Let’s Talk about Cross-Validation

Tay Fadero • May 28, 2025

Ronin Revelations

Machine Learning is always an exciting topic to discuss. What’s not exciting about talking about how a system mines data to solve complex problems? Many people consider this section, Cross-Validation, to be one of the sexier subsections of it. (OK, maybe just me and a handful of others). However, this section is key to obtaining a forecast prediction model that performs optimally in order to generate the most accurate forecast for your future Amazon sales orders and inventory levels.

A Short Glossary of Terms

For the uninitiated to ML Forecasting, the terms below will be helpful to understanding the process of Time Series Cross-Validation which will be covered further below:

Time Series: A sequence of data points recorded at set time intervals and ordered chronologically. The obvious example here is the daily product sales of all listings by an Amazon seller.
Training Data: The portion of a dataset (known as the in-sample portion) used to train statistical or machine learning models. The model “sees” and learns from the dataset during the training phase of a forecasting process. This data is strictly used to build the model, and part of this building process includes tuning the model to select the best hyperparameters.
Test Data: The portion of a dataset (known as the out-of-sample portion) used to test statistical or machine learning models. Unlike the in-sample portion, the model never sees or learns from this dataset during the training phase of generating a forecast. The reason it’s important the model never sees this test data is to ensure it produces unbiased predictions, and hence trustworthy test results.
Forecast Horizon: The number of observations, or stated simply, the length of time into the future that a forecast model is intended to predict. This could be in days, weeks, months, etc.
Cross-Validation (CV): This is a process in machine learning which involves splitting up sections of the data into multiple Training and Test datasets in order to perform validation several times when building (and ultimately testing and selecting) the forecast prediction model.
Model Overfitting: A process which sometimes occurs in machine learning where a model is trained too well on a specific dataset, but does not perform well when it encounters new data. To use a simple analogy, this would be like you preparing for an exam by cramming only the answers to a single past multiple choice exam instead of studying the course material on a subject, and walking into a new exam. If the same questions came up in the new exam, ideal for you, but if a whole new set of questions were presented, you would likely fail. In the same vein, overfitting causes models to generate good predictions when presented with the data it knows, but not so much generally in the real world.

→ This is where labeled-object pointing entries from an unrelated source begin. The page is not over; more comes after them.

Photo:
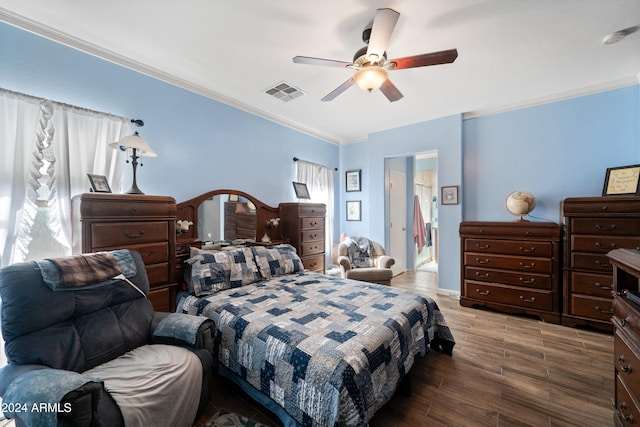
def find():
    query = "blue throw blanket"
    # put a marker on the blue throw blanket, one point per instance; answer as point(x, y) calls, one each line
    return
point(359, 251)
point(35, 396)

The Traditional Approach to Forecast Validation

A common approach a lot of forecasters take to training and testing their models is to simply split the dataset once into an 80-20 (or 70-30) split. An 80-20 split means the first 80% of the data is used for training and validation of the model, and the remaining 20% is used for testing and evaluating the model. This is an unsophisticated method when compared to the cross-validation method explained further above in the glossary.

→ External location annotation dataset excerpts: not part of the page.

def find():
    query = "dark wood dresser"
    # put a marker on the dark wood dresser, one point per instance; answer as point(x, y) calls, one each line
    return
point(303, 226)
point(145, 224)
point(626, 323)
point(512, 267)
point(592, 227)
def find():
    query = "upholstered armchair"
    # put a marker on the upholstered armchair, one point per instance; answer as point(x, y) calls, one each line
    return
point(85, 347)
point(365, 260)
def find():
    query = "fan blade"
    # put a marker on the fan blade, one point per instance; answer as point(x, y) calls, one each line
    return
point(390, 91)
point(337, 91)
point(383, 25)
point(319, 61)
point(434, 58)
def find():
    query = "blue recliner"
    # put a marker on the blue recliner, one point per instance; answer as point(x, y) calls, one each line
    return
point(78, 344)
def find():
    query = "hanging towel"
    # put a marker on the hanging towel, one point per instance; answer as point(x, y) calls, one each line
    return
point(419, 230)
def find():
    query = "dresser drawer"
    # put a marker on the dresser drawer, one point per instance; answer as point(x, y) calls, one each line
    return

Let’s define a really simple example where we have 16 observations of data, which to put in a context we understand, could represent 16 weeks of sales data from the Amazon Seller Central database. Let’s then imagine we wanted to forecast the subsequent 4 weeks of sales orders based on this data. In reality, you would more than likely have many more weeks, months or years worth of data for your ASIN.

An 80-20 split would assign Weeks 1 - 12 (the first 12 plot points) as Training Data and Weeks 13 - 16 (the last 4 points) as Test Data as illustrated below:

Alt text

Let’s take a closer look at the diagram above. Looking at the 80-20 Split section, the first 12 weeks of sales data (the Training Data points) are used to train, tune and build a number of different forecasting models, which are in turn used to predict the last 4 weeks (the Test Data points). Since we have the data for all 16 weeks and know how many products/ASINs were actually sold in the last 4 weeks, we can calculate a Forecast Accuracy value using a chosen accuracy metric. There are several Forecast Accuracy metrics to choose from, but we will choose the Root Means Squared Error (RMSE) in our example. (Note to self to write a post specifically about forecast accuracy metrics in the future).

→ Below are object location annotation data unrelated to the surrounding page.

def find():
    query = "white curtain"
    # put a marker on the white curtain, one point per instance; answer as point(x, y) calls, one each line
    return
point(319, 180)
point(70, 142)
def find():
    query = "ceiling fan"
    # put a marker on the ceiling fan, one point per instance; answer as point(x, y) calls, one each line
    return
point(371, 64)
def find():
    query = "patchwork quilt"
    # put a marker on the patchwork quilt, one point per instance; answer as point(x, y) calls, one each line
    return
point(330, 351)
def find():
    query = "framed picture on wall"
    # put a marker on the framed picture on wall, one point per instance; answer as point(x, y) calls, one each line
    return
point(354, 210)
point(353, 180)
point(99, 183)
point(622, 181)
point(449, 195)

A model is then selected by comparing all the models built and selecting the model with the lowest RMSE; the model with the least error should, in theory, be the best predictive and most accurate model. You know, the one that’s closest to the mark.

What about Overfitting?

Splitting the data in the manner described above is meant to allocate enough data to training and validating the model—so it can pick up any patterns, trends or anomalies in it, while leaving enough data to test the model with, to assess its predictive capability.

The problem with splitting the data just once is you’re most likely not building a model that performs optimally when pitted against unseen data (i.e. your model could be overfitting). It’s perhaps learned the 80% it’s been trained on way too specifically to adapt to the range of possible outcomes in the unknown future. (Please refer to the definition of overfitting in the glossary if you need more detail or a refresher). In short, you’re not using the data you’ve got to its fullest predictive potential.

Where Time Series Cross-Validation Comes In

We already know cross-validation iterates through the process of training, tuning and testing several times. For Time Series data, which is ordered by time, a very specific method of cross-validation is used; Time Series Cross-Validation always makes sure to respect the temporal order of the data. This means every split of the dataset never trains a model using future data points, while testing anything in the past.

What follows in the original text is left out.